Frank Arif
"Les hommes construisent trop de murs et pas assez de ponts. (I. Newton)"
Il y a des cuisiniers nés, des veinards qui font ça d’instinct, naturellement, en mettant toujours en plein dans le mille. Paf !
Ce n’est pas mon cas. J’ai dû trimer et rencontrer des gens pour en arriver à être un cuisinier à part entière. La preuve que chacun a sa chance !
Collégien plus que moyen, du haut de mes 14 ans je rallie l’école hôtelière la plus proche. CAP obtenu de justesse, direction Londres. Pour ma première année sur le terrain, j’intègre l’équipe d’un restaurant d’hôtel créé et tenu par l’excellent Oustau de Beaumanière (heureux propriétaire d’un restaurant renommé des Alpilles provençales). C’est enfin le déclic. J’apprends que l’on peut prendre du plaisir à cuisiner grâce à des personnes possédant une vraie maîtrise du sujet.
Retour en France pour rejoindre Ornans, un des plus beaux sites franc-comtois, où j’apprends les petits secrets concernant les gibiers et champignons des bois. Le Moulin du Prieuré est l’un des plus jolis établissements familiaux où j’ai eu la chance de travailler, avec comme patron une des plus grandes gueules qu’il m’ait été donné de rencontrer, mais un sacré bonhomme, passionné de chasse et de pêche à la mouche.
L’appel de la capitale et des grandes maisons me gagnant, je plie bagage pour la Bastille où je me fais engager à La Tour d’Argent. Je m’aperçois, au premier jour d’embauche, que je ne suis pas dans la fameuse maison qui, elle, se trouve quai de la Tournelle...

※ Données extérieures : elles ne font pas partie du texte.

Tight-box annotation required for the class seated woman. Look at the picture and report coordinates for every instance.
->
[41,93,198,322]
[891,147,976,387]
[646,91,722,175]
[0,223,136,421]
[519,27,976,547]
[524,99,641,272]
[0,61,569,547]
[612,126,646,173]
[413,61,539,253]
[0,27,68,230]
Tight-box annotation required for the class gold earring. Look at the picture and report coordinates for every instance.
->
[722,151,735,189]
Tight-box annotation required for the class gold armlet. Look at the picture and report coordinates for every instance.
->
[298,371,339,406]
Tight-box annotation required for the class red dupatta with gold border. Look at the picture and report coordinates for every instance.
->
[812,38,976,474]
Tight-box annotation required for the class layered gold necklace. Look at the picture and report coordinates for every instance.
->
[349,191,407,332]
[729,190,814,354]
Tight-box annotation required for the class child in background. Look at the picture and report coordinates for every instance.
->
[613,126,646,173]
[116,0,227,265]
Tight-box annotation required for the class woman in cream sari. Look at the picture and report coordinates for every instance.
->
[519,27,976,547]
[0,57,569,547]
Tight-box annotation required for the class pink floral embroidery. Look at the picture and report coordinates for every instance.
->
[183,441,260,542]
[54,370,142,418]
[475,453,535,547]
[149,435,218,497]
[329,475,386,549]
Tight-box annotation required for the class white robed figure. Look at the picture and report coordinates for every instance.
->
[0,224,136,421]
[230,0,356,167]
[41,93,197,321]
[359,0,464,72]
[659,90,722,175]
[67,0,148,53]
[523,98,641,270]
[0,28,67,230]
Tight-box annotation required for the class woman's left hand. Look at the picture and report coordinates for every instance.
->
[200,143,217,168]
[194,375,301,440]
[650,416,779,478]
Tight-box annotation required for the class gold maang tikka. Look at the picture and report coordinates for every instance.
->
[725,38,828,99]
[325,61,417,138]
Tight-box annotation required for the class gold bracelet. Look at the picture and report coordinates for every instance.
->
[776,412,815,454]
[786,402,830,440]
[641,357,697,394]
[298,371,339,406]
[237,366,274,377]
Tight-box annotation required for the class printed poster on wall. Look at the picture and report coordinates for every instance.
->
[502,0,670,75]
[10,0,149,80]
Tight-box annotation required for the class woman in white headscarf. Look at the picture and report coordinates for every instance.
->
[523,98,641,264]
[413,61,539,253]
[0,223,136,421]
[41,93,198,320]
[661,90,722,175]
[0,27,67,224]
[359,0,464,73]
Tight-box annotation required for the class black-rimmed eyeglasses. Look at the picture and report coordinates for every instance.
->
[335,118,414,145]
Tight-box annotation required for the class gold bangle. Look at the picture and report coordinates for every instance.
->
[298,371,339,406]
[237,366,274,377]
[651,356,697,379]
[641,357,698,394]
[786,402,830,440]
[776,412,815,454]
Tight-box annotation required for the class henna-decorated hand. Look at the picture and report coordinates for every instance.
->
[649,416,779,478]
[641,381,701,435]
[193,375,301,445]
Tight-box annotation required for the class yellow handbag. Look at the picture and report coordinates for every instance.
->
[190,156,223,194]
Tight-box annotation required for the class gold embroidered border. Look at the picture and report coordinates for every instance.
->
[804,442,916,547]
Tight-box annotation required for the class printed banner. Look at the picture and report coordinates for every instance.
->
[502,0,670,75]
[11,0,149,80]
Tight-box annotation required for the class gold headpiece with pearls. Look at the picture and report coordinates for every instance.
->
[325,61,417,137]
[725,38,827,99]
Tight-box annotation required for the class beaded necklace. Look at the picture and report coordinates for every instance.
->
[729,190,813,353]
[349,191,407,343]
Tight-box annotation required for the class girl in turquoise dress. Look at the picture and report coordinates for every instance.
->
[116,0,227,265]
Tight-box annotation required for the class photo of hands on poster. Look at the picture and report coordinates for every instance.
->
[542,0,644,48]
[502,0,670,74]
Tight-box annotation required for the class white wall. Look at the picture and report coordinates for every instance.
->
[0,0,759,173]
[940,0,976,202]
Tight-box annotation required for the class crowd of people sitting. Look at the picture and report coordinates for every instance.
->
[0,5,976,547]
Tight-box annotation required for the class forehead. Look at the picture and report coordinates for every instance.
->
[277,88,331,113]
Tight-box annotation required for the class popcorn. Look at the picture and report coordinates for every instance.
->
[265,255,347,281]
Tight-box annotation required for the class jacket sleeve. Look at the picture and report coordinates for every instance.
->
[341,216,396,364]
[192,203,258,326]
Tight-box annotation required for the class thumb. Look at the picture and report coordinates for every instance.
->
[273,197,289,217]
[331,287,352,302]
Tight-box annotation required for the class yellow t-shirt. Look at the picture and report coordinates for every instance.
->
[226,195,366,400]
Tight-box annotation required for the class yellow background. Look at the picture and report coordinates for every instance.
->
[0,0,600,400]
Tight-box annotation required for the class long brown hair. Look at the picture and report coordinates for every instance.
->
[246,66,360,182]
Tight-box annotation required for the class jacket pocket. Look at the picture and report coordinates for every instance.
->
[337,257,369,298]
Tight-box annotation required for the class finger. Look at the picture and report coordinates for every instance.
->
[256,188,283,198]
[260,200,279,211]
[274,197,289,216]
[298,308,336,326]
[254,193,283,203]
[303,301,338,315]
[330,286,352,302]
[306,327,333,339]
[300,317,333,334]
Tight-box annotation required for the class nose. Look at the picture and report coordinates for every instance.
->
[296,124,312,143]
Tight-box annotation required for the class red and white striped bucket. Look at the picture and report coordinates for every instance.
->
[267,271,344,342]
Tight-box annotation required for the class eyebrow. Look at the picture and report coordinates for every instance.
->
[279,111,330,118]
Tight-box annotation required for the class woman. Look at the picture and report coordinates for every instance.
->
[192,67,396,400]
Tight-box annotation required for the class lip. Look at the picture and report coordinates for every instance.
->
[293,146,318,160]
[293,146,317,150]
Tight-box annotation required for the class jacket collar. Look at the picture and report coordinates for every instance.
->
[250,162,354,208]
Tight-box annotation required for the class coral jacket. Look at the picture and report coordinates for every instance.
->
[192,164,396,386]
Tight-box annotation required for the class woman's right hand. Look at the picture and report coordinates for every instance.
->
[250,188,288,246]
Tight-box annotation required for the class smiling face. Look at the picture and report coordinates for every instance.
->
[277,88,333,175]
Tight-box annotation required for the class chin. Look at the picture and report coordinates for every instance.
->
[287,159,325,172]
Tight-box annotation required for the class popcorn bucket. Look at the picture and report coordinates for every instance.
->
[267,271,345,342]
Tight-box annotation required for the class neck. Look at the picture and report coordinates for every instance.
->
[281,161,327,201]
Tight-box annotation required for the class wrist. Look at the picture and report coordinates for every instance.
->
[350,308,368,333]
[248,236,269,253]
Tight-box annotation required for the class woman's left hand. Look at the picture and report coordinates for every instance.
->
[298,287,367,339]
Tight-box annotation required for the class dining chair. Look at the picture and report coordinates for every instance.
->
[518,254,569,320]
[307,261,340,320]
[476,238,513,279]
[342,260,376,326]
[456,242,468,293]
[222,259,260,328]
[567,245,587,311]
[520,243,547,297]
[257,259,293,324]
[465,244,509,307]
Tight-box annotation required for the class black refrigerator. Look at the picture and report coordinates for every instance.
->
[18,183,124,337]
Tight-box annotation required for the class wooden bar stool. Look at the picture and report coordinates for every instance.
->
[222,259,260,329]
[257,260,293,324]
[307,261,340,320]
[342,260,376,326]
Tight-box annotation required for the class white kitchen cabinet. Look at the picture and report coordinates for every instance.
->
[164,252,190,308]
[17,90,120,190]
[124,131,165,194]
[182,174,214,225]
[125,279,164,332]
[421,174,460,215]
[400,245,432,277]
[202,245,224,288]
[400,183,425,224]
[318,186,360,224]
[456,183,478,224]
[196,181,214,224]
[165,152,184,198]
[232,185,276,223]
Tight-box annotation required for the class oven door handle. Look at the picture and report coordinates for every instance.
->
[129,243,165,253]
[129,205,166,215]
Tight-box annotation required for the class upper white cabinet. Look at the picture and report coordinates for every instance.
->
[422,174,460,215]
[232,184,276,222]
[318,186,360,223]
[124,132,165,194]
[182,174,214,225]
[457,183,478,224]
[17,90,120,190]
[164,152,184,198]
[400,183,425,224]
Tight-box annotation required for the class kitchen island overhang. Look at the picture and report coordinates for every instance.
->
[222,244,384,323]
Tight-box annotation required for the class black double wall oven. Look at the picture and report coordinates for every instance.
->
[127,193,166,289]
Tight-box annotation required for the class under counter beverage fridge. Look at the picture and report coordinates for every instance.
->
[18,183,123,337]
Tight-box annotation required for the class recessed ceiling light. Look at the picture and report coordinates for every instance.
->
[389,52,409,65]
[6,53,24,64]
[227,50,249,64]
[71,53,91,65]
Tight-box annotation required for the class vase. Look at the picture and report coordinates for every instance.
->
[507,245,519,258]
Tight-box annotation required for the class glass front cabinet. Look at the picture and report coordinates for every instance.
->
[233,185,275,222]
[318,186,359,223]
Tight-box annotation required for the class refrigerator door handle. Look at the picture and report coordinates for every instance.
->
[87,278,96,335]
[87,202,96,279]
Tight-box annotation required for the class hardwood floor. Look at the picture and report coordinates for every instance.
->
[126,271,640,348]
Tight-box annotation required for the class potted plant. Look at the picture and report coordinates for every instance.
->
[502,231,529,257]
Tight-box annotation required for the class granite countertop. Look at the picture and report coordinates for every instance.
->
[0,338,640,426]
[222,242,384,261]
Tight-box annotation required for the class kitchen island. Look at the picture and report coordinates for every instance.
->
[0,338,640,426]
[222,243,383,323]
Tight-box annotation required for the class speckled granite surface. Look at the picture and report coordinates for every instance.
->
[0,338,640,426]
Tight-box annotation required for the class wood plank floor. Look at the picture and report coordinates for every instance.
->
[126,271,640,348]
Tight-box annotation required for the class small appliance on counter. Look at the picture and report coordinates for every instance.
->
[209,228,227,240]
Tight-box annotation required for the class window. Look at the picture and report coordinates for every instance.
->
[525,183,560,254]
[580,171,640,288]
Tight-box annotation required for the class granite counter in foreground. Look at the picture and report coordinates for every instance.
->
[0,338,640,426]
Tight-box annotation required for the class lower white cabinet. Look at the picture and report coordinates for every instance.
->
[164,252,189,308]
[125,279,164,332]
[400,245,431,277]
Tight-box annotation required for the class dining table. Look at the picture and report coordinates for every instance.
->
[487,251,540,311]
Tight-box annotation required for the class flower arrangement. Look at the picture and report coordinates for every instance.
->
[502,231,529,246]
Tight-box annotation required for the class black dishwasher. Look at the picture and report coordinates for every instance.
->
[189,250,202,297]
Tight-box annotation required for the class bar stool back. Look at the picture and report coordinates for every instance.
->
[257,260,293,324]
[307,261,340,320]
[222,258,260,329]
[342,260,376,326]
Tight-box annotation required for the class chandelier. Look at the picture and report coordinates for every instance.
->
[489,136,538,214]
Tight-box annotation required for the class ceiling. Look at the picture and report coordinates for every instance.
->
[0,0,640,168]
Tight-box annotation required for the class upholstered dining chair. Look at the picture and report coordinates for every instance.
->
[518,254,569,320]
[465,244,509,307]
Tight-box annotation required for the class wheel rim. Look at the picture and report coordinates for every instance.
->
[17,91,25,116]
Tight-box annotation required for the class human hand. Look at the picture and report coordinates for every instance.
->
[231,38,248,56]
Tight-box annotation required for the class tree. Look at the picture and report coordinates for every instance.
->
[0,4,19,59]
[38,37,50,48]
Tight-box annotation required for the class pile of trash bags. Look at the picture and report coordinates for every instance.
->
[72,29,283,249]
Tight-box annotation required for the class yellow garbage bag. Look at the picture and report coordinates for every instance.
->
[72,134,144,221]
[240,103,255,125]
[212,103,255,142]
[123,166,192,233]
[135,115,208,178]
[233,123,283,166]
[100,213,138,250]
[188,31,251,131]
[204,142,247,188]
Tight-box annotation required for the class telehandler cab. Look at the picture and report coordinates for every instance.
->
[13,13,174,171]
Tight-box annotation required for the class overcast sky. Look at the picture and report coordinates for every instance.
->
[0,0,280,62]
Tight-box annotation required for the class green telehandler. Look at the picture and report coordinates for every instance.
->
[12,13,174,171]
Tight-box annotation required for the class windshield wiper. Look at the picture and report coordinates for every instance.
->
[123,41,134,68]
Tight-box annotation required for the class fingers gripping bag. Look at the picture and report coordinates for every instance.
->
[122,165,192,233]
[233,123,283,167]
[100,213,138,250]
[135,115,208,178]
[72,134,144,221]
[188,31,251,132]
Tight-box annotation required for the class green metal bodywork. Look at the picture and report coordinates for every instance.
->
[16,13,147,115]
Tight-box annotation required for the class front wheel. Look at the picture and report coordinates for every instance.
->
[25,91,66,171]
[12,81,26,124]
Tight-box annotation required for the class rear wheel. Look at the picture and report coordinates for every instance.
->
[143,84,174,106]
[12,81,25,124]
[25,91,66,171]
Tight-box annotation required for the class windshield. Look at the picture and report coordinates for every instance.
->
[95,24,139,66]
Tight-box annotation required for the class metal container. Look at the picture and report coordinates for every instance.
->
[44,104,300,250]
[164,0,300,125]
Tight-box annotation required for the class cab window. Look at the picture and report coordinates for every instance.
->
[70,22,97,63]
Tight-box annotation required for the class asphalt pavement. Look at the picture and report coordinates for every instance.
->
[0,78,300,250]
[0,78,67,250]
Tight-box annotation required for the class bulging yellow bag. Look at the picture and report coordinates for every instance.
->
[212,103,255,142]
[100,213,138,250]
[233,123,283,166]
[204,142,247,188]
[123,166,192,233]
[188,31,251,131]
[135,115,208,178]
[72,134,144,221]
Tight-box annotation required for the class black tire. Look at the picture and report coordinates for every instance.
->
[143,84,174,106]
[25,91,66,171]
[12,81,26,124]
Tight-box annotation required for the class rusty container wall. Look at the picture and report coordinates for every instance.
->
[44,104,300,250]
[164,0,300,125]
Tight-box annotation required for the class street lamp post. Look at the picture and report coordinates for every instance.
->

Quelques coups de fusil (à côté de la cible) et levers de drapeaux plus loin, Freddy Israël m’ouvre la porte de sa belle maison de la rue de la Tour (La Petite Tour... ça devient une manie) notée quand même une étoile au guide rouge. J’aimais cette cuisine sincère et gourmande, malheureusement d’un autre temps, mais dont je garde les principes essentiels.
J’obtiens ensuite un poste de commis de cuisine, cette fois, à la « vraie » Tour d’Argent, avec ses canards au sang par dizaines et sa cave phénoménale.
Le regretté Claude Terrail tenait sa fameuse maison d’une main de maître. Il avait un mot pour chacun de ses clients, ce qui peut paraître anodin, mais qui est remarquable par les temps qui courent. Le chef de cuisine de l’époque avait beau être une belle peau de vache, je le remercie de m’avoir engagé.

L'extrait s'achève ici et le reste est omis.